Шрифт:
Интервал:
Закладка:
— О, я настоящий безбожник! Я не верю ни в бога, ни в общество, ни в счастье. Хорошенько вглядитесь в меня, отец мой! Еще час-другой — и меня не станет... Вот мой последний восход солнца!.. — не без напыщенности сказал Люсьен, указывая на небо.

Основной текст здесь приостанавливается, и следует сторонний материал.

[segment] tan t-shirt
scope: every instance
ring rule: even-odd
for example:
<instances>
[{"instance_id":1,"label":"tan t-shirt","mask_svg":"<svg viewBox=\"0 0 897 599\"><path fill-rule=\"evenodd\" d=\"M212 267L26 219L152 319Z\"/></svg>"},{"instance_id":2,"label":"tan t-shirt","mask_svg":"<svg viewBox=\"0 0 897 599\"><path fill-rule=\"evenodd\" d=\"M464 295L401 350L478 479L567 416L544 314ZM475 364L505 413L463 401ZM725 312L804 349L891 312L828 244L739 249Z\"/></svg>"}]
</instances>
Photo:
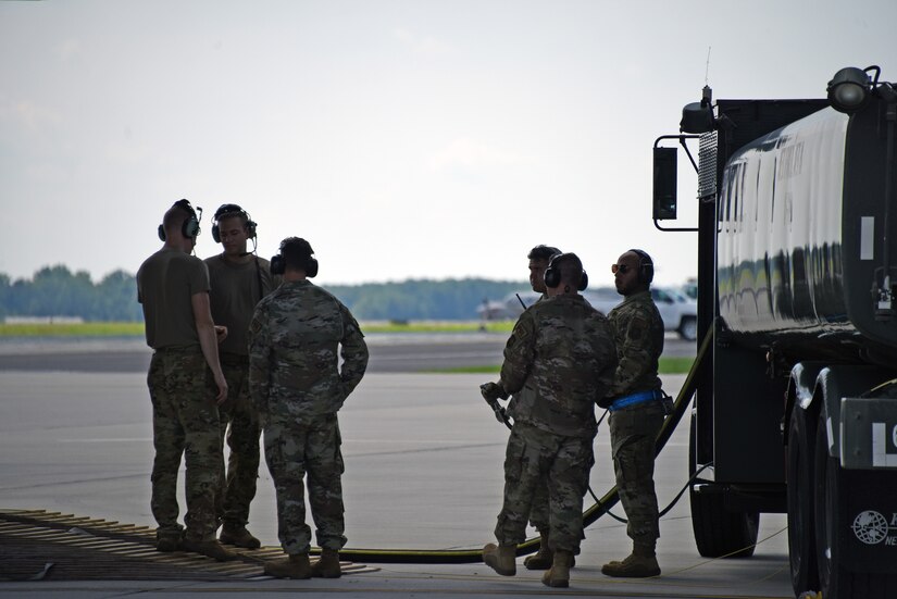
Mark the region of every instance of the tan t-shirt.
<instances>
[{"instance_id":1,"label":"tan t-shirt","mask_svg":"<svg viewBox=\"0 0 897 599\"><path fill-rule=\"evenodd\" d=\"M227 338L219 349L223 353L248 355L247 332L259 300L279 284L271 274L271 263L253 257L245 264L227 262L221 254L205 259L212 287L209 303L215 324L227 327ZM259 286L261 284L261 287Z\"/></svg>"},{"instance_id":2,"label":"tan t-shirt","mask_svg":"<svg viewBox=\"0 0 897 599\"><path fill-rule=\"evenodd\" d=\"M209 292L209 270L199 258L162 248L137 271L147 345L153 349L199 345L192 296Z\"/></svg>"}]
</instances>

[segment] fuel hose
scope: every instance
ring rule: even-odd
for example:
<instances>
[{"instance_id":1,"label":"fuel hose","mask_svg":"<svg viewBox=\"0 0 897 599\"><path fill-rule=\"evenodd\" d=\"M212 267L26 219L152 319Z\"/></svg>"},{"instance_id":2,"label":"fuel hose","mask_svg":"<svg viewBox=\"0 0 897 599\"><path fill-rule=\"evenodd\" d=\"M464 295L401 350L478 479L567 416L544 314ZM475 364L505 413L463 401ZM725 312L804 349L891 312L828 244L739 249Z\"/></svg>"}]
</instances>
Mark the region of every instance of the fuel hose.
<instances>
[{"instance_id":1,"label":"fuel hose","mask_svg":"<svg viewBox=\"0 0 897 599\"><path fill-rule=\"evenodd\" d=\"M673 411L663 421L663 426L658 433L656 454L660 454L666 441L673 435L676 425L682 421L682 416L688 409L692 401L692 396L695 394L697 387L697 374L707 355L710 341L713 338L712 328L707 332L700 348L698 349L695 362L685 377L685 383L680 389L676 400L673 402ZM507 422L506 422L507 424ZM591 490L591 489L589 489ZM593 497L595 494L593 494ZM598 500L583 512L583 527L594 524L599 517L609 513L620 500L616 485L610 488L603 496L597 498ZM539 549L541 537L528 538L516 547L516 554L528 556L535 553ZM312 553L320 552L320 549L313 549ZM452 564L452 563L476 563L483 561L482 549L352 549L344 548L339 550L339 557L344 560L369 562L369 563L434 563L434 564Z\"/></svg>"}]
</instances>

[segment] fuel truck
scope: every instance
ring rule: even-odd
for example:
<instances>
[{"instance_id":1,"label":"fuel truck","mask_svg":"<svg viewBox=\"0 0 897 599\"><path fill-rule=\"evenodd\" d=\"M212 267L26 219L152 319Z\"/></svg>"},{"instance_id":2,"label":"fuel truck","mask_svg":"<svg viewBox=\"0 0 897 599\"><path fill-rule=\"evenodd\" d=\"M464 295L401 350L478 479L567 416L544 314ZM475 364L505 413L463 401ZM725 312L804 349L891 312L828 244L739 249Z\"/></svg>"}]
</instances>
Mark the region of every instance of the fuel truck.
<instances>
[{"instance_id":1,"label":"fuel truck","mask_svg":"<svg viewBox=\"0 0 897 599\"><path fill-rule=\"evenodd\" d=\"M749 557L760 513L786 512L795 594L825 599L897 597L897 90L880 75L843 68L807 100L705 87L653 148L655 225L698 235L698 551ZM678 149L697 228L661 224Z\"/></svg>"}]
</instances>

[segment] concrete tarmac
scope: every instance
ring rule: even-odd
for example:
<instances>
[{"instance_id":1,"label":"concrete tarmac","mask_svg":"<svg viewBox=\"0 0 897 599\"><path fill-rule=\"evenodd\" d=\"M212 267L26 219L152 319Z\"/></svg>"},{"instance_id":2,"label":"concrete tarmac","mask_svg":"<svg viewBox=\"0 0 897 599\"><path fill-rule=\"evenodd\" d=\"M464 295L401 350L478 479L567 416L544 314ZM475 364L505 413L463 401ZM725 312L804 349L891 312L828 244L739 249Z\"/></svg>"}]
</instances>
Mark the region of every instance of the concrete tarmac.
<instances>
[{"instance_id":1,"label":"concrete tarmac","mask_svg":"<svg viewBox=\"0 0 897 599\"><path fill-rule=\"evenodd\" d=\"M340 412L348 548L478 549L494 540L501 506L508 432L484 404L469 374L365 376ZM664 378L675 392L684 376ZM151 410L145 374L0 371L0 509L46 509L153 526L149 510ZM680 426L658 459L661 508L687 478L687 427ZM264 463L249 528L278 546L271 476ZM183 477L182 477L183 481ZM183 483L182 483L183 484ZM613 485L607 424L596 440L591 487ZM182 507L184 499L182 494ZM586 507L591 503L586 497ZM622 515L618 507L614 510ZM310 520L310 516L309 516ZM663 574L632 581L600 566L628 553L625 526L603 517L586 531L570 589L550 589L518 561L515 577L482 563L372 564L374 572L324 581L52 579L0 584L3 597L192 597L226 592L281 597L786 598L785 517L763 514L756 554L708 560L692 536L687 494L661 521Z\"/></svg>"}]
</instances>

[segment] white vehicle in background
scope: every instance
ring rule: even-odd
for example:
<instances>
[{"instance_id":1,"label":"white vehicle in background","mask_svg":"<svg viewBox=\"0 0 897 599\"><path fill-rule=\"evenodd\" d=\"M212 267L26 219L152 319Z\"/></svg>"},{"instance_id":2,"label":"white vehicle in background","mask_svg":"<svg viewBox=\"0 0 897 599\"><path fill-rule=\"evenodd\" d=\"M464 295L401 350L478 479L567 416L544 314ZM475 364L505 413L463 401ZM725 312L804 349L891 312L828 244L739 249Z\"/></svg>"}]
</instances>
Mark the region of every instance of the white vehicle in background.
<instances>
[{"instance_id":1,"label":"white vehicle in background","mask_svg":"<svg viewBox=\"0 0 897 599\"><path fill-rule=\"evenodd\" d=\"M518 299L520 297L520 299ZM613 287L598 287L586 289L583 297L596 309L605 314L615 308L623 297ZM678 336L688 341L698 337L698 302L682 291L669 287L651 288L651 298L657 304L660 317L663 319L663 328L678 333ZM504 308L510 317L518 317L523 312L523 304L527 308L539 299L535 291L521 291L504 298ZM523 302L523 303L521 303Z\"/></svg>"},{"instance_id":2,"label":"white vehicle in background","mask_svg":"<svg viewBox=\"0 0 897 599\"><path fill-rule=\"evenodd\" d=\"M583 296L597 310L605 314L616 307L623 298L612 287L586 289ZM663 328L678 333L678 336L688 341L698 337L698 302L682 291L670 287L652 287L651 298L657 304L660 317L663 319Z\"/></svg>"}]
</instances>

— Полноте! Что натворили вы такого, чтобы желать умереть? Кто вас приговорил к смерти?
— Высший суд! Я сам!
— Дитя! — вскричал священник. — Вы убили кого-нибудь? Вас ожидает эшафот? Надобно все взвесить! Ежели вам угодно, по вашим словам, воротиться в небытие, для вас, стало быть, тут, на земле, все стало безразличным? (Люсьен наклонил голову в знак согласия.) Ну, что ж! Тогда вы можете поведать мне свои горести, не так ли?.. Все дело, видно, в каких-нибудь любовных неудачах?.. (Люсьен весьма выразительно повел плечами.) Вы желаете убить себя, чтобы избежать позора, или вы отчаялись в жизни? Ну, а коли так, то вы столь же успешно можете покончить с собою в Пуатье, как и в Ангулеме, в Туре, как и в Пуатье. Зыбучие пески Луары не возвращают своих жертв...
— Нет, отец мой, — отвечал Люсьен, — мое решение бесповоротно. Тому недели три довелось мне увидеть очаровательнейшую пристань, откуда может отплыть в иной мир человек, пресыщенный этим миром...
— В иной мир?.. Ну, какой же вы безбожник?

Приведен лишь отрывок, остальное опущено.